School goes his way. I try to ignore people's reactions, I just try to go trough it. When I need someone to talk with I can talk to Macy, but that will never be the same as talking to Alana, when I need to hear an Irish voice, she's the one I call. In class I'm just quiet, try to talk as less as possible. That way, people make less fun of me. At the lockers I just get my stuff as fast as I can an walk to my next class. The only class I like is music, every week there is a chanche to show them a part of me, When I'm in the auditory Greg is the only one who is actually nice to me, but that's only in the auditory, as soon as he leaves that place he turns a dick that only cares about his image. And it hurts, it's like I'm a toy for him, he decides when he's nice to me. Is image, is that a reason to treat me like shit? When I'm in class I dream about laying in the long crass, staring at the sky, discussing many many dreams with Alana.
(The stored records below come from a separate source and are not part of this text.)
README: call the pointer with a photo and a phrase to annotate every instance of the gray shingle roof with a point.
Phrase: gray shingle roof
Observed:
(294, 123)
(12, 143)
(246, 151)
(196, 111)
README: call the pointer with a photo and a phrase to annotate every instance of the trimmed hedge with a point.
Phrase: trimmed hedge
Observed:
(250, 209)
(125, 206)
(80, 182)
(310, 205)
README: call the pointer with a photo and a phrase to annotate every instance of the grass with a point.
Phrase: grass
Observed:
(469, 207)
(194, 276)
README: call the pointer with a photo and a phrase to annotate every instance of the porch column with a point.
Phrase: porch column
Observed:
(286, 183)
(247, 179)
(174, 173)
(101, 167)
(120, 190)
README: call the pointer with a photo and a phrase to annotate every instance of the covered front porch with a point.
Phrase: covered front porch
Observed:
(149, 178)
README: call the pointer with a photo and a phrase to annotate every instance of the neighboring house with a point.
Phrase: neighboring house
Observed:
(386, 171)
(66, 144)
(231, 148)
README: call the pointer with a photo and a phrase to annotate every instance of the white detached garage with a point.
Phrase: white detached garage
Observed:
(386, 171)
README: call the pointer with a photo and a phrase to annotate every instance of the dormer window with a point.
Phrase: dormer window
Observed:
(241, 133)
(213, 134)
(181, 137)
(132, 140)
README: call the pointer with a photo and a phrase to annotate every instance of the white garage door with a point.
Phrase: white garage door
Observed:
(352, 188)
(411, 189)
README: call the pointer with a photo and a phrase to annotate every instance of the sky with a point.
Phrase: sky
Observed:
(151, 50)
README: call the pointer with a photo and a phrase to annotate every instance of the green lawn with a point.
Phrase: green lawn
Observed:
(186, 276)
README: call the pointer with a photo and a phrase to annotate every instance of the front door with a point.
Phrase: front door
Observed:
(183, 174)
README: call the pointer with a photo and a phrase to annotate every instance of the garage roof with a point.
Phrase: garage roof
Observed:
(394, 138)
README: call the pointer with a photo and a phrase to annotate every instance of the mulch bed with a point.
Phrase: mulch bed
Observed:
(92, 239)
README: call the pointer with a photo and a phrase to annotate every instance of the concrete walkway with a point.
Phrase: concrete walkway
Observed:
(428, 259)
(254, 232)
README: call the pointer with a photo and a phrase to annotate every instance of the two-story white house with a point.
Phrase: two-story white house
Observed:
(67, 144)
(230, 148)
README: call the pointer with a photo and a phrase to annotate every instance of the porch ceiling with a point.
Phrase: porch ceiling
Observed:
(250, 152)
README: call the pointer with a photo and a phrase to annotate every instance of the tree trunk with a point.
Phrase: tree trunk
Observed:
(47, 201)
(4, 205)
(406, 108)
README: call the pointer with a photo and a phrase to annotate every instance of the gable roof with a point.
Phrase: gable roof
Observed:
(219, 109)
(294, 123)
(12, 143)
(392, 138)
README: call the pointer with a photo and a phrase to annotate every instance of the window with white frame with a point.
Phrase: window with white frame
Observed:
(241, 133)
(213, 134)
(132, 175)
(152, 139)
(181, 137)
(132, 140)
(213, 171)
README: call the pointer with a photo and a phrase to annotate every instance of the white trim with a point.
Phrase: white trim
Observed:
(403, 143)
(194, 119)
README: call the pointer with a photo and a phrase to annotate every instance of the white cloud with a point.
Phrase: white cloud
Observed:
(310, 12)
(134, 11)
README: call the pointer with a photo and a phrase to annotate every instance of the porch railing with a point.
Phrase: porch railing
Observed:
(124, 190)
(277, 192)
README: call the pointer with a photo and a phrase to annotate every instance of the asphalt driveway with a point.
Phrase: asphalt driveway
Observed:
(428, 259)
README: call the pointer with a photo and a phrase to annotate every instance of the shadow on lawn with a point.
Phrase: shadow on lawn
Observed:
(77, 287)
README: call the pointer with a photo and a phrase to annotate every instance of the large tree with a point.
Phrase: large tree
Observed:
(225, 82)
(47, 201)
Or we sit in the field with a guitar, playing and singing our favorite songs. After my mom died that was the thing that made me happy again, the simple things in life. I knew when I felt bad there was always someone who could change my mood to happy again. We could play in the woods for hours, there was so much plays, so less buildings and streets. Yes I had the time of my life. But there is always one thing that causes a hole in my heart: my mom.

 

'Are you paying attention Ailene?' Miss reet asks as like always, I was dreaming away during the lesson. I saw everyone was writing something down that was written on the blackboard. 'Sorry.' I muttered and grabbed a pen to quickly write it down. It was wednesday and everyone wanted to leave fast to enjoy the rest of the day, I wanted to leave this place to, as soon as possible. But because I was in a hurry, rhey took adventrage of that. When I hurried trough the hallway one of Greg's friends tackled me, causing me to fall and my books to scatter around. This wasn't the first time it happened. People laughed and the only thing I could do was grab my stuff and leave in shame.

 

'Why are you so down?' Greg askes as I wasn't really joining the lesson. I sighed. 'No reason.' The others were singing or playing an instrument. I couldn't concentrate. 'You can tell me.' I rolled my eyes, something I learned to do because I saw a lot of people doing that. 'Why would I tell you? So you can use it against me as soon as you leave the auditory, not thanks, my image is destroyed enough.' 'I told you why-' 'don't tell me you have to, your just a dog, following your friends because of your image. Did you ever thought about how I feel? there are not many people that like me, actually so much people here hate me, just because I'm from another country. And I thought you were different but you just like everyone els. When you're here your friendly, but when you're out htere you,treath me like shit, like I have no feelings at all! You play with my feelings, treath me like I deserve when you want to. How do you think I feel?' I stood up and ran away, pushed open the door and ran straigt to the toilets and locked myself in a stal. And I just let the tears flow. When will they finally understand that I just want to be eccepted, I want nothing els, I just want earn respect from others.

 

I just want to be accepted.

 

When I looked at my phone I realised I had been sitting here for an hour. I wiped away my tears and washed my face at the sink. It was time to go home. Almost everyone els already left. When I walked trough the hallway I heard Siënna talking and looking at Greg. It made me realise Siënna really liked Greg, but who doesn't? All the girls throw themself in front of his feet. Siënna was not exeption, she wanted a great catch, that was exactly what she said. She wanted to use Greg to get popular. Normally I would feel bad for him but for now I didn't care. I just got my stuff and went home.

 

A week before I need to sing a whole song on stage. Wich song to pick? there were so much songs I liked, so many songs that really meant something for me.